Physics of Gamma-Ray Bursts

Gamma-Ray Bursts (GRBs) are emitted by ultra-relativistic jets from compact objects. The jets may be strongly magnetized outflows driven by rotation of the central object. Alternatively, the jets may be driven by thermal pressure due to neutrino heating around the compact object. Both scenarios can supply the observed luminosities, but only under extreme conditions that will be discussed.

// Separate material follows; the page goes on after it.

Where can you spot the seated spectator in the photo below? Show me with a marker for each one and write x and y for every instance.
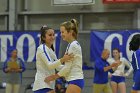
(13, 67)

A long-debated problem is how the jet emits the observed GRB radiation. A simplest model resembles the big bang: the opaque hot plasma expands to transparency and releases its thermal photons. The expected spectrum from a radiation-dominated jet is Planckian with a peak around 1 MeV. The observed GRB spectra do peak around 1 MeV, however they have non-Plankian shapes, with extended high-energy tails. Physical processes generating non-Plankian radiation will be discussed. The popular phenomenological model of synchrotron emission from internal shocks has serious problems -- it contradicts both shock physics and observations. I will describe a different emission mechanism: internal motions in the neutron-proton jet generate electron heat via nuclear and Coulomb collisions, and electrons radiate the received energy. This mechanism invokes no phenomenological parameters, and the produced radiation is calculated from first principles. Remarkably, the predicted spectra agree with observations.